ABD Başkanı Joe Biden, ‘utanç verici’ olarak nitelendirdiği kararı kınadı. Macaristan Başbakanı Viktor Orban ise dün yaptığı açıklamada, Netanyahu'yu karara ‘meydan okuyarak’ Macaristan'ı ziyaret etmeye davet edeceğini söyledi.

Netanyahu, Orban'ın tutumunu memnuniyetle karşılayarak, bunun ‘ahlaki netliği’ yansıttığını söyledi.

Macaristan da dahil olmak üzere UCM'ye üye 124 ülke teorik olarak üç yetkiliyi kendi topraklarına girmeleri halinde gözaltına almakla yükümlü.

İngiliz hükümeti dün Netanyahu'nun yakalama kararı kapsamında gözaltına alınabileceğini ima etti.

İrlanda Başbakanı Simon Harris, ülkesini ziyaret etmesi halinde Netanyahu'yu gözaltına alacağını söyledi.
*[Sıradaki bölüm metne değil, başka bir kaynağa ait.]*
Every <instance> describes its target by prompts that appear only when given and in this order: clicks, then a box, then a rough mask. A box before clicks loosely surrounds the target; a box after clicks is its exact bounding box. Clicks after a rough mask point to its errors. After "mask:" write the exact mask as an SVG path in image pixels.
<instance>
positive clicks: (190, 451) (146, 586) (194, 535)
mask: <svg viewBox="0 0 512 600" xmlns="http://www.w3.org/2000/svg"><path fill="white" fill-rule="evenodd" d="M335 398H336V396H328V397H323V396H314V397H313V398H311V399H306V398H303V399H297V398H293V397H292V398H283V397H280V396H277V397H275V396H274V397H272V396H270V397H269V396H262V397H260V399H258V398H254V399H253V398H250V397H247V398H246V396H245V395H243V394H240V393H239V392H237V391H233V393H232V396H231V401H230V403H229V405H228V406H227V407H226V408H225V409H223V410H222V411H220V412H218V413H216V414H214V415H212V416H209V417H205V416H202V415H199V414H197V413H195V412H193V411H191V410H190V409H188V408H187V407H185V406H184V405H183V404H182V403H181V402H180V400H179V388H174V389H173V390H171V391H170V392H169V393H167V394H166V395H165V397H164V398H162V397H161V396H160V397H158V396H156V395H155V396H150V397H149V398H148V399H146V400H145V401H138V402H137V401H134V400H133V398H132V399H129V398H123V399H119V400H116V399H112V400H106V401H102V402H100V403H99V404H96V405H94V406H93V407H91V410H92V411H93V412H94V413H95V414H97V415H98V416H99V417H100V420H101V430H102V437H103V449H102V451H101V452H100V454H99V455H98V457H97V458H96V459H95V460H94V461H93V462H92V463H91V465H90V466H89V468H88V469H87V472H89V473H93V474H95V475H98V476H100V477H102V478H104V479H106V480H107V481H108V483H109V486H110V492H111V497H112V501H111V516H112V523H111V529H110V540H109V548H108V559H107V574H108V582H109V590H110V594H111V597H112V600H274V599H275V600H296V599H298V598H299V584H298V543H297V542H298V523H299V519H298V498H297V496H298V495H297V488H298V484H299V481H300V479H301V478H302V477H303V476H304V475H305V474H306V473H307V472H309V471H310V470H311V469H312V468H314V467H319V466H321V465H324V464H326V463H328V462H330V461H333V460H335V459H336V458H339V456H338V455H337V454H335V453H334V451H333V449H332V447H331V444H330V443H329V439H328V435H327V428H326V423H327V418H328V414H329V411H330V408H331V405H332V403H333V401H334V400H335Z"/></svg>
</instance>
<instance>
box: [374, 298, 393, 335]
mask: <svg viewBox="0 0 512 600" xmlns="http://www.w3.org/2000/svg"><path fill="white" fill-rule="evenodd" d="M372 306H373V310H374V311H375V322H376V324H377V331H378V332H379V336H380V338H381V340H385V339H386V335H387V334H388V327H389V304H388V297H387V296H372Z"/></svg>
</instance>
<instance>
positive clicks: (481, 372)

Harris, RTE devlet televizyonunda UCM üyesi olan İrlanda'nın Netanyahu'yu ülkeyi ziyaret etmesi halinde gözaltına alıp almayacağı sorusuna “Evet, kesinlikle” yanıtını verdi.

İtalya Başbakanı Giorgia Meloni dün yaptığı açıklamada, G7 dışişleri bakanlarının pazartesi ve salı günleri Roma yakınlarında bir araya geldiklerinde mahkemenin yakalama kararlarını görüşeceklerini duyurdu.

İran kararı, ‘Siyonist varlık için siyasi bir ölüm’ olarak değerlendirirken, Çin mahkemeyi ‘objektif ve adil bir duruş’ sergilemeye çağırdı.

Hamas mahkemenin kararını memnuniyetle karşılayarak, bunu ‘tarihi ve önemli’ bir adım olarak nitelendirdi.